1
A Technique for Cluster Head Selection in Wireless Sensor
Networks Using African Vultures Optimization Algorithm
V. Kusla
1,*
, G. S. Brar
2
1
Department of Computer Science and Application, CT University, Ludhiana, Punjab, India
2
Department of Computer Science and Engineering, CT University, Ludhiana, Punjab, India
Abstract
INTRODUCTION: Wireless Sensor Network (WSN) has caught the interest of researchers due to the rising popularity of
Internet of things(IOT) based smart products and services. In challenging environmental conditions, WSN employs a large
number of nodes with limited battery power to sense and transmit data to the base station(BS). Direct data transmission to
the BS uses a lot of energy in these circumstances. Selecting the CH in a clustered WSN is considered to be an NP-hard
problem.
OBJECTIVES: The objective of this work to provide an effective cluster head selection method that minimize the overall
network energy consumption, improved throughput with the main goal of enhanced network lifetime.
METHODS: In this work, a meta heuristic based cluster head selection technique is proposed that has shown an edge over
the other state of the art techniques. Cluster compactness, intra-cluster distance, and residual energy are taken into account
while choosing CH using multi-objective function. Once the CHs have been identified, data transfer from the CHs to the
base station begins. The residual energy of the nodes is finally updated during the data transmission begins.
RESULTS: An analysis of the results has been performed based on average energy consumption, total energy
consumption, network lifetime and throughput using two different WSN scenarios. Also, a comparison of the performance
has been made other techniques namely Artificial Bee Colony (ABC), Ant Colony Optimization (ACO), Atom Search
Optimization (ASO), Gorilla Troop Optimization (GTO), Harmony Search (HS), Wild Horse Optimization (WHO),
Particle Swarm Optimization (PSO), Firefly Algorithm (FA) and Biogeography Based Optimization (BBO). The findings
show that AVOA's first node dies at round 1391 in Scenario-1 and round 1342 in Scenario-2 which is due to lower energy
consumption by the sensor nodes thus increasing lifespan of the WSN network.

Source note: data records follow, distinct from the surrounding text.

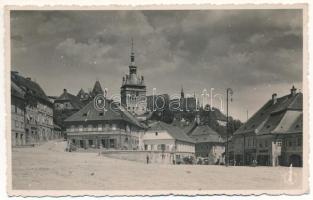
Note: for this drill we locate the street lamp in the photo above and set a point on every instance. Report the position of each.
(229, 92)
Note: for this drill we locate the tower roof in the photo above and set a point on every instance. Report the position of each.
(97, 89)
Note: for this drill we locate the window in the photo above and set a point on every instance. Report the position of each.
(112, 143)
(279, 143)
(299, 141)
(99, 127)
(290, 143)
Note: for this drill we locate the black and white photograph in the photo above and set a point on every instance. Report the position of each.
(167, 101)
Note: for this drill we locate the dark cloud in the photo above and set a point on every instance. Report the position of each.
(249, 50)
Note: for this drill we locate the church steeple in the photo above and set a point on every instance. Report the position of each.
(182, 94)
(132, 54)
(132, 66)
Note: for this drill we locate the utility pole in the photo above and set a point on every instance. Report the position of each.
(247, 115)
(229, 92)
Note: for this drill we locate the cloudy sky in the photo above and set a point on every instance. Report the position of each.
(255, 52)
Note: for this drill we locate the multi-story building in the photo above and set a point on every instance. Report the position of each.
(112, 127)
(209, 144)
(67, 102)
(169, 139)
(273, 135)
(17, 115)
(133, 89)
(38, 110)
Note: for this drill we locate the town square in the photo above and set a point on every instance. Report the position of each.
(139, 100)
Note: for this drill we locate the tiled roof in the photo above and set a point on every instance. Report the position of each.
(28, 84)
(66, 96)
(16, 91)
(175, 132)
(204, 133)
(271, 115)
(97, 89)
(113, 112)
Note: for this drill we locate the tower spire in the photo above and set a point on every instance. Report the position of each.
(132, 54)
(182, 94)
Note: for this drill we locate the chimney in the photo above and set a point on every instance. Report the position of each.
(197, 119)
(14, 72)
(274, 98)
(293, 90)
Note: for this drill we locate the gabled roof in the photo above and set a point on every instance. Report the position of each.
(97, 89)
(175, 132)
(16, 91)
(113, 112)
(204, 133)
(81, 92)
(284, 123)
(272, 114)
(28, 85)
(66, 96)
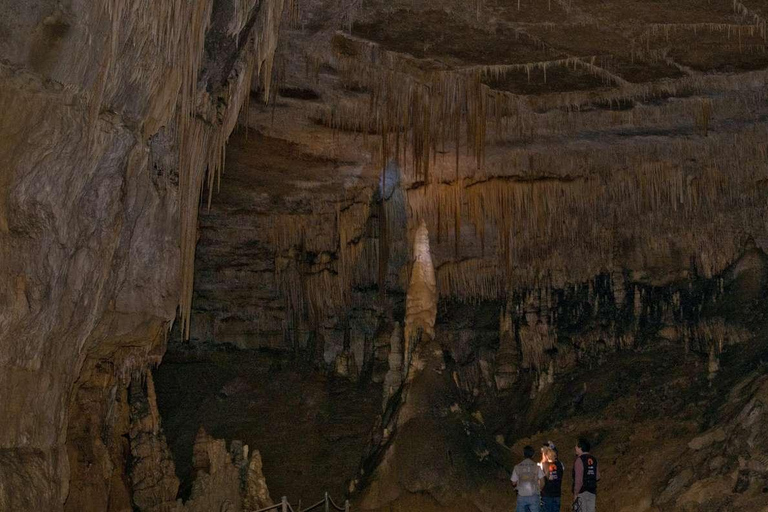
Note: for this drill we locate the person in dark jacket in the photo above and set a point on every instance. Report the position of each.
(553, 480)
(586, 474)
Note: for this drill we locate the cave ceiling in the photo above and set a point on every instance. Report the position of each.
(547, 140)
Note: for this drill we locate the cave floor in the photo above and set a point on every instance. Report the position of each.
(310, 429)
(641, 409)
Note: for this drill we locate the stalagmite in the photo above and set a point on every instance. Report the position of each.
(421, 300)
(394, 376)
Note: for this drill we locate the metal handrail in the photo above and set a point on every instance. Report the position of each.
(284, 506)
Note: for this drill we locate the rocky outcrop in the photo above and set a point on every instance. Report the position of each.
(113, 113)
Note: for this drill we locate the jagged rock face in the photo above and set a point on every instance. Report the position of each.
(99, 178)
(598, 143)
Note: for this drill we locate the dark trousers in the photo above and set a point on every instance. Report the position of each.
(550, 504)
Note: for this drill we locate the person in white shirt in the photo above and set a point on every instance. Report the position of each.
(528, 479)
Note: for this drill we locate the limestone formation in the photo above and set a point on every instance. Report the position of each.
(421, 301)
(587, 178)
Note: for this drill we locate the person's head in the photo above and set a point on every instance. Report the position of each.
(528, 452)
(582, 446)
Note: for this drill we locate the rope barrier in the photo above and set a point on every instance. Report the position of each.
(284, 506)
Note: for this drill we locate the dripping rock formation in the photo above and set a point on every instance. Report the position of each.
(385, 244)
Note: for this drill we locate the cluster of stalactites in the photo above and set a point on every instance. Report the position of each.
(177, 30)
(609, 312)
(569, 215)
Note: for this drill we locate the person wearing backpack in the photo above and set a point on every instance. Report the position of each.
(585, 477)
(528, 479)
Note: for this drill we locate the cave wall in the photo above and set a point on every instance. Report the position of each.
(99, 101)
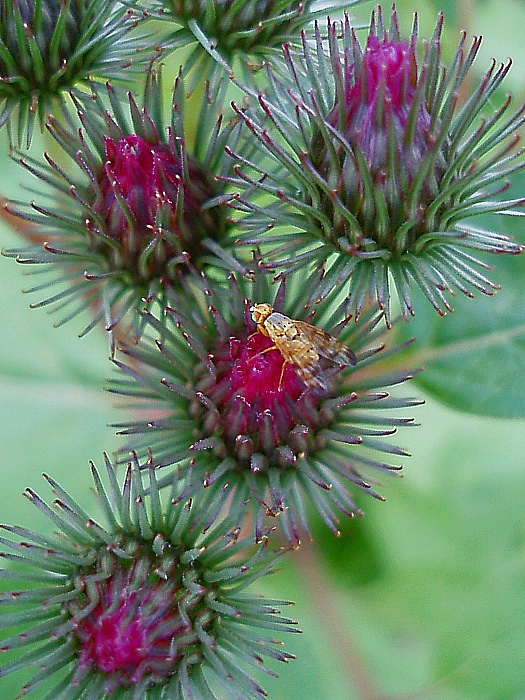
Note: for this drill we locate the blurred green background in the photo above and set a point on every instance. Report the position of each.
(424, 597)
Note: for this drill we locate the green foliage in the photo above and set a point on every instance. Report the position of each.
(424, 595)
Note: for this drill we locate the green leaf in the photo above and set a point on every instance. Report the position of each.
(474, 359)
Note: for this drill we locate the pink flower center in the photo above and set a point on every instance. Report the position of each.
(130, 634)
(260, 375)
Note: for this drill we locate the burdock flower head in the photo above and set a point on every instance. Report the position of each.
(222, 31)
(263, 403)
(50, 47)
(379, 168)
(133, 209)
(148, 606)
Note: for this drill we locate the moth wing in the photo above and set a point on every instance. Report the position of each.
(295, 344)
(327, 346)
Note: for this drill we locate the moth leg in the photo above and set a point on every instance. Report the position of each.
(261, 352)
(283, 367)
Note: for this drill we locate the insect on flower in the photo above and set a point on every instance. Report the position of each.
(301, 345)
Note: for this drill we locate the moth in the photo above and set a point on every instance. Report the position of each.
(301, 345)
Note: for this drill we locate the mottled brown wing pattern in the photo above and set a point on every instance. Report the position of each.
(301, 344)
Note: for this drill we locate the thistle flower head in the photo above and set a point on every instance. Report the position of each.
(135, 207)
(149, 605)
(377, 167)
(266, 424)
(236, 35)
(51, 47)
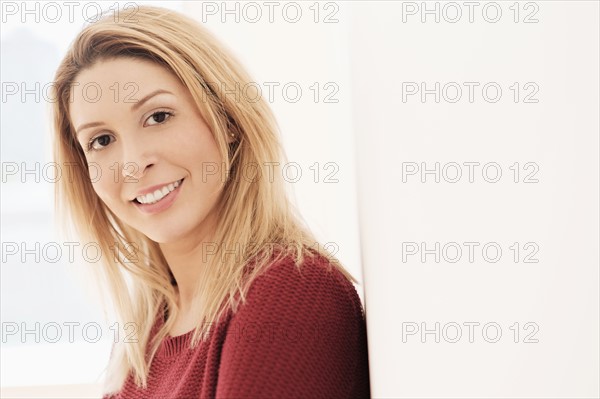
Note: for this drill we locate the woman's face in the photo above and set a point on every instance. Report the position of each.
(153, 160)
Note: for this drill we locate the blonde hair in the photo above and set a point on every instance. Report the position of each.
(256, 214)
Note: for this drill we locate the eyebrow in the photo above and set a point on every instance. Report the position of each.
(134, 107)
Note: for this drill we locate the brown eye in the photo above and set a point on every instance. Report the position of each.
(158, 117)
(99, 142)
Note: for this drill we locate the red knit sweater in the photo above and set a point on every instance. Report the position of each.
(299, 335)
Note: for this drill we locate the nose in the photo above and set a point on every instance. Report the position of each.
(136, 162)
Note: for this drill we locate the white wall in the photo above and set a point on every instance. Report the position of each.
(558, 214)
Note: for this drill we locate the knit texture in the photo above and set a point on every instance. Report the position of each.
(301, 334)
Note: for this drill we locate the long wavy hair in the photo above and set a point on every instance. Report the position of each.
(255, 215)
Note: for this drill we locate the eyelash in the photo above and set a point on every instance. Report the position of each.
(95, 138)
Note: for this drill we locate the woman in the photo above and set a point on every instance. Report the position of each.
(221, 289)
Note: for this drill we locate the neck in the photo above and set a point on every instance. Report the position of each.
(187, 258)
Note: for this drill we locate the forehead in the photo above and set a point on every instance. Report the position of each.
(118, 81)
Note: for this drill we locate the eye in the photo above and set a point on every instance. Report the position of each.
(99, 142)
(157, 118)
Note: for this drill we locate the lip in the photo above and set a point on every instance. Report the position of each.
(161, 205)
(152, 189)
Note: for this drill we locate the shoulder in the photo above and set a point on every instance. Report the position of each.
(313, 289)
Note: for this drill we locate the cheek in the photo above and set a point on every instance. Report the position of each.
(105, 185)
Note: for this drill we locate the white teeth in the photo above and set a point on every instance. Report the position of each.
(156, 196)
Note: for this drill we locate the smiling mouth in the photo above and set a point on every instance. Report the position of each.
(158, 195)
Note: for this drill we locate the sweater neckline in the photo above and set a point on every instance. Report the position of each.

CONCLUSION: As per the findings, the proposed technique outperforms ABC, ACO, ASO, GTO, HS, WHO, PSO, FA,
and BBO in terms of performance evaluation parameters and boosting the reliability of networks over the other state of art
techniques.
Keywords: Wireless Sensor Network (WSN), Cluster Head Selection, Network Lifetime.
Received on 09 September 2022, accepted on 22 December 2022, published on 11 January 2023
Copyright © 2023 V.Kusla et al., licensed to EAI. This is an open access article distributed under the terms of the CC BY-NC-SA
4.0, which permits copying, redistributing, remixing, transformation, and building upon the material in any medium so long as the
original work is properly cited.
doi: 10.4108/eetsis.v10i3.2680
*
Corresponding author. Email: vipankusla@gmail.com
1. Introduction
WSNs are self-configured and infrastructure-free wireless
networks that monitor physical or environmental conditions
such as temperature, sound, vibration, pressure, motion, or
pollution and collectively transfer their data via the network
to a central point or sink where the data may be examined
and analyzed [1]. A variety of physical and environmental
characteristics can be monitored using these sensors [2].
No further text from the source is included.